Project 10^100 winners include Shweeb human-powered monorail
By Paul Ridden
October 1, 2010
A couple of years ago, Google put out a request for ideas that could change the world by helping as many people as possible. The response was phenomenal, with over 150,000 proposals coming in from more than 170 countries. The search giant managed to whittle those down to just 16 and then asked the public to vote for five winners. The results are in, and we're pleased to say that one of the ideas taking a share of the US$10 million prize fund is an innovation Gizmag featured over two years ago, the Shweeb Human-powered monorail.
The basic idea behind Project 10^100 was to dip into the immense collective library of global knowledge and ability, and come up with some solutions to help people – to find a better way of doing something, a practical solution to a common problem, a pooling of fragmented resources, opening processes up to public scrutiny, and so on.
As Google puts it: "We don't believe we have the answers, but we do believe the answers are out there. Maybe in a lab, or a company, or a university – but maybe not. Maybe the answer that helps somebody is in your head, in something you've observed, some notion that you've been fiddling with, some small connection you've noticed, some old thing you have seen with new eyes."
And the winners are...
Google has produced a short video overviewing the work of the winners:
Before taking another quick look at the winning Shweeb project, here's a little about the other four honorees...

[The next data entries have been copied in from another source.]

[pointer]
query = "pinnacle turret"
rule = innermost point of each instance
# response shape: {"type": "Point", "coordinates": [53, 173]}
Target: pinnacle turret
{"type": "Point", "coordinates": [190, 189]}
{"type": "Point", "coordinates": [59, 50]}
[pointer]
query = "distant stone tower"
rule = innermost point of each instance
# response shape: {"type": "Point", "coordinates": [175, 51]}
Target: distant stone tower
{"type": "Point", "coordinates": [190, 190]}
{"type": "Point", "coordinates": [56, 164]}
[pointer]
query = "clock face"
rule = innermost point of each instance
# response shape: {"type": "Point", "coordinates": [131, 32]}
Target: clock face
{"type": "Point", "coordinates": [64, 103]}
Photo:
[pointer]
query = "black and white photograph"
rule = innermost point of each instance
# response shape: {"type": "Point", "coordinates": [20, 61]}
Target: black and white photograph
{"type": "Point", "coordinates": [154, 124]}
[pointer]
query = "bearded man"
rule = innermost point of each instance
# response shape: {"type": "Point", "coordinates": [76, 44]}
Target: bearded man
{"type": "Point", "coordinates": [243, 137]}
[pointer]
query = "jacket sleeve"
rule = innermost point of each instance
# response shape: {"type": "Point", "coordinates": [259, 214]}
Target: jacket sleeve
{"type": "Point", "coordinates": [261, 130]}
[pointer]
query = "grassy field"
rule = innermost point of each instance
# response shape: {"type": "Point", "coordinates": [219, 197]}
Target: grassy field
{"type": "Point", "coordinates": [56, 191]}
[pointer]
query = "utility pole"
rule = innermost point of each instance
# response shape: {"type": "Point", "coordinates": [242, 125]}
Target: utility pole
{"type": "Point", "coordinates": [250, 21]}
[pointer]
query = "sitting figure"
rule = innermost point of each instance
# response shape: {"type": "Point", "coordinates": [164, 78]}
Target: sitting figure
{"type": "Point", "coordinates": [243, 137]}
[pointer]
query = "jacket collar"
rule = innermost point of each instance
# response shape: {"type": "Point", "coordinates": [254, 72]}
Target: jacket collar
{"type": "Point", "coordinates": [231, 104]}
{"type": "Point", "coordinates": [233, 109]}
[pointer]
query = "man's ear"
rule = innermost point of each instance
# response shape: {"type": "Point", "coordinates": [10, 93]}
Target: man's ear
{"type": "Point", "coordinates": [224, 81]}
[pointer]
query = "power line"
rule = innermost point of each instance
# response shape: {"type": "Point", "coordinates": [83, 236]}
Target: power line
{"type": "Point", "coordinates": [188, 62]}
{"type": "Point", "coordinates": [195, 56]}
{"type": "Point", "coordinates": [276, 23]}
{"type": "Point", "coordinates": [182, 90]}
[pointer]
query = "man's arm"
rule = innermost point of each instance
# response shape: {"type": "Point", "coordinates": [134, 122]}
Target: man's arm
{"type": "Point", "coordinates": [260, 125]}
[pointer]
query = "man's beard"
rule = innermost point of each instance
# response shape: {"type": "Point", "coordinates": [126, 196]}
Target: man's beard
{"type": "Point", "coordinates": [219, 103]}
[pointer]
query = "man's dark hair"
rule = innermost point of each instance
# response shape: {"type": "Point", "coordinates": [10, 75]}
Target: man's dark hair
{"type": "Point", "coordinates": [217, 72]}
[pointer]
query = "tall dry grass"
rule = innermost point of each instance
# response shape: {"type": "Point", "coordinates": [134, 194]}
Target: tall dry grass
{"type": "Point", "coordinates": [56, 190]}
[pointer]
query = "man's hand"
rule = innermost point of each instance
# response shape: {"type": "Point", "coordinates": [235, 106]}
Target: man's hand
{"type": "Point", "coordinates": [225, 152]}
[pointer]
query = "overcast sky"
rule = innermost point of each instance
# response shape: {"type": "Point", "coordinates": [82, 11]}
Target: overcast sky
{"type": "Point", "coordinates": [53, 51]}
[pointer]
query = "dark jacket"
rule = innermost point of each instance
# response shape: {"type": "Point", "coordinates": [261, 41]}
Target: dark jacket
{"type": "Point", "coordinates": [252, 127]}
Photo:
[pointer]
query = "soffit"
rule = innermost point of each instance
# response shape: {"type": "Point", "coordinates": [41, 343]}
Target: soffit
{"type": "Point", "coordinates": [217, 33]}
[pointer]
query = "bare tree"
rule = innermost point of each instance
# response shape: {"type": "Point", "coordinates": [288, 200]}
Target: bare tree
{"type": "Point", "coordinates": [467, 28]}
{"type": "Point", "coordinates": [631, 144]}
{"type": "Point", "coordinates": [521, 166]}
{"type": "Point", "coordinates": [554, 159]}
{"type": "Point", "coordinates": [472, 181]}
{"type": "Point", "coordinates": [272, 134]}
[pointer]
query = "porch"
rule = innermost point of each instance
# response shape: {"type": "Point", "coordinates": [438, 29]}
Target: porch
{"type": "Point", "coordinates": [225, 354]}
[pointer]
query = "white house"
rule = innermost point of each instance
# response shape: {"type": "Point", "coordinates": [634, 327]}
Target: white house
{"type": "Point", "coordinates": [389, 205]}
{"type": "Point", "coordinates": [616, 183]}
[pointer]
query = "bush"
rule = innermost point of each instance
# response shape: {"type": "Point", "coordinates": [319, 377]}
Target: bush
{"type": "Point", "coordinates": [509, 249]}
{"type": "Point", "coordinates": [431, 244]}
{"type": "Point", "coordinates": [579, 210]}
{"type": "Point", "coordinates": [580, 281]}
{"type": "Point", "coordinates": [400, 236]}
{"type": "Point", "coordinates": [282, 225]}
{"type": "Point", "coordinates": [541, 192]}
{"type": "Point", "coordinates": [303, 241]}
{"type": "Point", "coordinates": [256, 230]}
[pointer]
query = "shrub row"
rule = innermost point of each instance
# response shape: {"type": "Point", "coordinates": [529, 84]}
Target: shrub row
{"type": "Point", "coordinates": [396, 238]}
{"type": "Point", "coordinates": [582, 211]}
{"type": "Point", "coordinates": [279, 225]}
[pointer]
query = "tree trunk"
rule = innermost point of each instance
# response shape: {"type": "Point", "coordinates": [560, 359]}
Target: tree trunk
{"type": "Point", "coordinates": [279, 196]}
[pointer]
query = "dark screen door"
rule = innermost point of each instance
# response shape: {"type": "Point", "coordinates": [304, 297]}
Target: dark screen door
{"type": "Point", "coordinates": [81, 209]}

US$2 million is heading to the Khan Academy, an organization that provides free online education tools. The injection of funds will be used to expand the Academy's existing library, and also make it available to even more people by having the core content translated into widely-used languages.
The development of a robotics team by FIRST is US$3 million better off thanks to Google's project. FIRST promotes science and math education around the globe by organizing team competitions and getting students some real-world experience alongside science professionals.
US$2 million is on its way to an organization which aims to make government documentation in the U.S. more accessible. Public.Resource.Org is to use the money in an initiative to get all primary legal materials online and available to all.
Another US$2 million is being made available to provide quality education to African students courtesy of the African Institute for Mathematical Sciences, which will use Google's generosity to "fund the opening of additional AIMS centers to promote graduate level math and science study in Africa."
Last, but not least, US$1 million finds its way to Shweeb Monorail Technology, so its concept can be developed and tested in an urban setting. The system merges two forms of existing transport technology to produce one zero emission public transport solution. A personal aerodynamic pod (or tandem unit) is suspended from a monorail structure and powered by the passenger's pumping leg action in a recumbent cycling position.
The pod allows for 360 degree views of the surroundings as it glides along the track, and the designers see electric assist possibilities being made available too. Initially conceived as an urban transport solution to ease snarled up traffic in busy cities, Shweeb systems could also be installed along existing cycleways, across rivers or motorways, at business parks or university campuses, and in tourist spots or leisure parks, like the one at Agroventures in New Zealand.